Hiding and slinking through corridors of his home in a neighborhood of abandoned houses in Detroit, Rocky (Jane Levy), Alex (Dylan Minnette) and the terribly-named Money (Daniel Zovatto) must evade either capture or death at the hands of The Blind Man, played by Stephen Lang.  Even though the film is titled Don’t Breathe, which you would assume would mean that everyone must be very, very quiet lest the blind man hear their movements or shallow breaths, everyone stumbles through the action like a drunken elephant, making possibly as much noise as they can in one single movement.

The movie also features the most tenacious, mission-obsessed dog in a horror movie since The People Under the Stairs.

For those who haven’t seen it, a reveal happens in the final third of the film that I won’t spoil here, but it occurs specifically in order to make the main character burglars seem more sympathetic by making the victim of their home invasion a complete monster.  Not only does this reveal not make any sense if you think about it for more than five seconds, it allows the director to have even more semen in the movie.  Perhaps exhausted from the amount of blood that was in his remake of Evil Dead, Fede Alvarez has moved on to more taboo bodily fluids.

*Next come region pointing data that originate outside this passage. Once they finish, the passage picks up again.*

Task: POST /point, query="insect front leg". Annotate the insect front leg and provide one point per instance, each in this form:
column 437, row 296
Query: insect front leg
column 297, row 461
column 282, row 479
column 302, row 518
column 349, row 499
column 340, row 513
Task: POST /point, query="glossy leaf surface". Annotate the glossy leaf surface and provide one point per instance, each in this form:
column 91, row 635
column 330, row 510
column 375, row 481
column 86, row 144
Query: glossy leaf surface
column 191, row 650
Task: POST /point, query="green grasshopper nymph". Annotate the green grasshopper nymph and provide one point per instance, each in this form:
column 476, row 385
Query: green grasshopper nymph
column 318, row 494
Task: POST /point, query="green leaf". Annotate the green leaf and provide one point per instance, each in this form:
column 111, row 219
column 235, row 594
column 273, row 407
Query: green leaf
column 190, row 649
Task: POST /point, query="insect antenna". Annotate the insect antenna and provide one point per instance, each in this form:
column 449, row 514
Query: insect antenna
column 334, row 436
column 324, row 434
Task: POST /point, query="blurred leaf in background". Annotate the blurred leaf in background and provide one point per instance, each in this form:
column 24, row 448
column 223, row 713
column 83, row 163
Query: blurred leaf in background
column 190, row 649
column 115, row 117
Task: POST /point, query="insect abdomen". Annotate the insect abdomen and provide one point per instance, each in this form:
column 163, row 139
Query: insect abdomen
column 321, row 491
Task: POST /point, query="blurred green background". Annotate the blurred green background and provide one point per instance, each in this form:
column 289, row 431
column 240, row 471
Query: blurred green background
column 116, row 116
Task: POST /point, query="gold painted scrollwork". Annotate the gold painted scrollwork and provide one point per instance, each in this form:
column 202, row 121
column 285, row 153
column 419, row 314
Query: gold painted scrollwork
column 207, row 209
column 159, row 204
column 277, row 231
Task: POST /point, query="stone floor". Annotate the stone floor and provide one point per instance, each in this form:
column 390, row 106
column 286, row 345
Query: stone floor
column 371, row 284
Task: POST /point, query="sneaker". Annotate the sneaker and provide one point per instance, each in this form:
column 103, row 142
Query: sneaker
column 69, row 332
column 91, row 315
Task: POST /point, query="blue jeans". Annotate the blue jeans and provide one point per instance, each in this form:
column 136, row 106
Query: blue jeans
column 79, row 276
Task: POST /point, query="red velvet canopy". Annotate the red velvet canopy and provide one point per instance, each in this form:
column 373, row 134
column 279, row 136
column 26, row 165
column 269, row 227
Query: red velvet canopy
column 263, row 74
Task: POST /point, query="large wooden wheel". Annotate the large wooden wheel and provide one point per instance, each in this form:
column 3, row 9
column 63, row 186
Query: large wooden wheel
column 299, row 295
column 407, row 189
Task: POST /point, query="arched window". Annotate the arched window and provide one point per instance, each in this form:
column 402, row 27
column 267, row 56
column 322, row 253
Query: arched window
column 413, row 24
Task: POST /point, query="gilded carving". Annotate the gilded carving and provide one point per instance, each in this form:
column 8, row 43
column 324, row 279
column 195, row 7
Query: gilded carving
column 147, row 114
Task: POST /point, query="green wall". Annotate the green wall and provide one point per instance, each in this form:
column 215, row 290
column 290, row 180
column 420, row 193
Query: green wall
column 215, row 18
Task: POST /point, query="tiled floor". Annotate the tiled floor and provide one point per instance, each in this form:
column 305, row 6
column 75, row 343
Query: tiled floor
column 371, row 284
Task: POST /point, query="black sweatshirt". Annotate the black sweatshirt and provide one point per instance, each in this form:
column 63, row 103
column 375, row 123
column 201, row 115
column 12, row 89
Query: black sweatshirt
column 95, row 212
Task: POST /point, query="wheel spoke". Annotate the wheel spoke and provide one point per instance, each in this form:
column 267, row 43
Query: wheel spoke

Rocky and Alex are also given moments of what’s supposed to be redemption in order to have our allegiance sway their way as opposed to the man whose house they’re robbing, but these moments are either so corny (Rocky wants to get her little sister to California which is a plot point I think I’ve seen in a million movies about the Great Depression—“Don’t worry, we’ll get to California one day!”) or under-developed (Alex doesn’t want to rob houses anymore, but then changes his mind in the very next scene) that I don’t know why the filmmakers even bothered.  The movie could have perhaps been somewhat interesting if we’d been asked to watch the actions of and root for monsters, but the attempts to humanize them and demonize the blind man just make the decision to subvert conventions a wasted opportunity.

The worst thing for a horror movie to be is boring.  Don’t Breathe is, fortunately, never boring.  It is paced well and never drags.  Once it hits the ground, it hits the ground running, so I will credit it with being at least committed to tension.  Its problem isn’t with not having enough to say, it’s that it’s dumb.  Somewhere within the goings on of Don’t Breathe is a nasty little thriller.  What we’re left with in this finished product, though, just isn’t very good.  It’s not terrible, and it delivers on what it promises, but it had the propensity to be something much, much more than that.  Stephen Lang is probably the reason to see Don’t Breathe, as he’s the only actor who seems to be aware of what kind of silly movie he’s in, and he chews scenery like there’s no tomorrow.  He’s clearly having a great time.